Late 16th century, with later additions and alterations. Long row of ruinous buildings; stepped to steep slope. Rectangular plan; roofless and reduced in height; random rubble with ashlar margins; roll-moulded blocked double doorway dated 1581; also late 17th/early 18th century openings with ashlar margins and stone lintels.

E (NORTH GRAY'S CLOSE) ELEVATION: asymmetrical. 2-storey 2-bay section; roll-moulded doorways; stepped string course above. Single storey 3-bay section; 2 ashlar-margined open doorways; relieving arches; small blocked window to left. Northmost 2-storey 5-bay section; 2 blocked arched doorways (voussoirs); then small low open window and rubble-blocked doorway; 4 blocked windows above.

INTERIOR: evidence of room divisions; hearths and doorways; some remaining timber beams and lintels; remnants of a turnpike stair at S.
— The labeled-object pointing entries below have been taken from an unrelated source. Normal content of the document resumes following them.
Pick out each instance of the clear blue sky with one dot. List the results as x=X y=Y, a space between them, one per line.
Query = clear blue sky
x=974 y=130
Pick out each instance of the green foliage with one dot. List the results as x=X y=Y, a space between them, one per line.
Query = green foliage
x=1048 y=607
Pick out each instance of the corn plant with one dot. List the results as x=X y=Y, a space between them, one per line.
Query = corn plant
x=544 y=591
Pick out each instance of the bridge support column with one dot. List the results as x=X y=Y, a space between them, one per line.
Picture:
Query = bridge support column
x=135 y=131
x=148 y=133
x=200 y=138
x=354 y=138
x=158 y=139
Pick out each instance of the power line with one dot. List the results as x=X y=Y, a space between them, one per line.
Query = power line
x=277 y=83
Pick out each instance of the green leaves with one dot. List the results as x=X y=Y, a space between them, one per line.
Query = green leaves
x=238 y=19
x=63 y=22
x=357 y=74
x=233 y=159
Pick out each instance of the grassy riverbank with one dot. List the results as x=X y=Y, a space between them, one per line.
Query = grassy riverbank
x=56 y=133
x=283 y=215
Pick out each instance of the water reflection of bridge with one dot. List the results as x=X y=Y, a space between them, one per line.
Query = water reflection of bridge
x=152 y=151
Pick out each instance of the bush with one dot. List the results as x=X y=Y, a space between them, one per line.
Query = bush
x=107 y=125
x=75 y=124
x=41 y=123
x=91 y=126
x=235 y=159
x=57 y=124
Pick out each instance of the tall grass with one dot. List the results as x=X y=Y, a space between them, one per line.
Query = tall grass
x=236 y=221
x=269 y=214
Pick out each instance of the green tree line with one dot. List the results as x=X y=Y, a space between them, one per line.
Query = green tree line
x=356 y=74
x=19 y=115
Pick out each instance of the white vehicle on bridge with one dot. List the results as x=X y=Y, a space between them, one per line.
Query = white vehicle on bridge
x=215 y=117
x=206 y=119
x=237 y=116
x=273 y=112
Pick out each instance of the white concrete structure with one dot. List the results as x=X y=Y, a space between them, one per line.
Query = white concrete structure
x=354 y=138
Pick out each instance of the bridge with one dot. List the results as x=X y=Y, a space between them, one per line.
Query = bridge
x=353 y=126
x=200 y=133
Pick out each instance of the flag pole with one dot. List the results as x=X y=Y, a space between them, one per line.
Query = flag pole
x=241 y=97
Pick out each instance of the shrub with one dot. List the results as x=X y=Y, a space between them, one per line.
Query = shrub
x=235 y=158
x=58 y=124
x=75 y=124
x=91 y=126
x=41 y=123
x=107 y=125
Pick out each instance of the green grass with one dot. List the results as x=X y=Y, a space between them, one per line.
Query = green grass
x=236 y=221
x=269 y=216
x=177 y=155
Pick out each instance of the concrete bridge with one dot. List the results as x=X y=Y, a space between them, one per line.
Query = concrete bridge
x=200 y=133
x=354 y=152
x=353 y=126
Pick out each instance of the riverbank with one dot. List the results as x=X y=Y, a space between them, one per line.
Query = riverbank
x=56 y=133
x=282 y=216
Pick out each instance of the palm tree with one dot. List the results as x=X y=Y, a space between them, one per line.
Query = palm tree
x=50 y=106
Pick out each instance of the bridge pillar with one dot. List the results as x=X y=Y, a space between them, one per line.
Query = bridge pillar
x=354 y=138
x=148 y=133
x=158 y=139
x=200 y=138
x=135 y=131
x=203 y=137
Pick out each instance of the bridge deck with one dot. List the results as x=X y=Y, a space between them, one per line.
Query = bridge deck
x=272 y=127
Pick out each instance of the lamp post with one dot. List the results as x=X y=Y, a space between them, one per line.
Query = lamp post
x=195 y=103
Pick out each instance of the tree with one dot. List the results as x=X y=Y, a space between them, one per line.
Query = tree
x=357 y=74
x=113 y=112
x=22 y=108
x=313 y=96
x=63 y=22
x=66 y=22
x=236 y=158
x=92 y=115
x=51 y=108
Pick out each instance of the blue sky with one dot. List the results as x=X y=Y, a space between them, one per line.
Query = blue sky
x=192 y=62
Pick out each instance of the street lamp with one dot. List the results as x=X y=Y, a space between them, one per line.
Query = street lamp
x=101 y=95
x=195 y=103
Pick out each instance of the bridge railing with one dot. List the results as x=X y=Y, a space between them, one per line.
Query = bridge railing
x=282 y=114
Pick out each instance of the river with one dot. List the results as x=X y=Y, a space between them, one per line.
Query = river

Statement of Special Interest

The building plots conform to the mediaeval town plan and, although in a derelict state, are a rare survival. There is a strong link between Thomas Sydserf (1581-1663), successively bishop of Brechin, Galloway and Orkney, and this building or at least the land extending from the High Street. The date of 1581 carved on the facade corresponds to his year of birth and perhaps this is where the association lies. Bishop Sydserf is also said to have resided at Bishop's Land, the substantial dwelling fronting the High Street and certainly a more prominent position for someone of his standing. 2 North Gray's Close was remodelled in the 18th century and again later in the 19th. The structure is now overgrown and filled with detritus.

References

Bibliography

Gray's Close marked on William Edgar's City and Castle of Edinburgh map of 1742. Edinburgh City Archive, Dean of Guild application by Messrs Hewitt Tanners, for 'proposed workshops', December 1883 (cited but not found). Wilson MEMORIALS OF EDINBURGH Vol II (1891) p45. RCAHMS Inventory Edinburgh No 31 (1951). Edinburgh World Heritage Trust (Edinburgh Old Town Renewal Trust), notes on adjacent proposed Tannery Site development, early 1990s.

About Listed Buildings

Historic Environment Scotland is responsible for designating sites and places at the national level. These designations are Scheduled monuments, Listed buildings, Inventory of gardens and designed landscapes and Inventory of historic battlefields.

We make recommendations to the Scottish Government about historic marine protected areas, and the Scottish Ministers decide whether to designate.

Listing is the process that identifies, designates and provides statutory protection for buildings of special architectural or historic interest as set out in the Planning (Listed Buildings and Conservation Areas) (Scotland) Act 1997.

We list buildings which are found to be of special architectural or historic interest using the selection guidance published in Designation Policy and Selection Guidance (2019)

Listed building records provide an indication of the special architectural or historic interest of the listed building which has been identified by its statutory address. The description and additional information provided are supplementary and have no legal weight.

These records are not definitive historical accounts or a complete description of the building(s). If part of a building is not described it does not mean it is not listed. The format of the listed building record has changed over time. Earlier records may be brief and some information will not have been recorded.

The legal part of the listing is the address/name of site which is known as the statutory address. Addresses and building names may have changed since the date of listing. Even if a number or name is missing from a listing address it will still be listed. Listing covers both the exterior and the interior and any object or structure fixed to the building. Listing also applies to buildings or structures not physically attached but which are part of the curtilage (or land) of the listed building as long as they were erected before 1 July 1948.

While Historic Environment Scotland is responsible for designating listed buildings, the planning authority is responsible for determining what is covered by the listing, including what is listed through curtilage. However, for listed buildings designated or for listings amended from 1 October 2015, legal exclusions to the listing may apply.

If part of a building is not listed, it will say that it is excluded in the statutory address and in the statement of special interest in the listed building record. The statement will use the word 'excluding' and quote the relevant section of the 1997 Act. Some earlier listed building records may use the word 'excluding', but if the Act is not quoted, the record has not been revised to reflect subsequent legislation.

Listed building consent is required for changes to a listed building which affect its character as a building of special architectural or historic interest. The relevant planning authority is the point of contact for applications for listed building consent.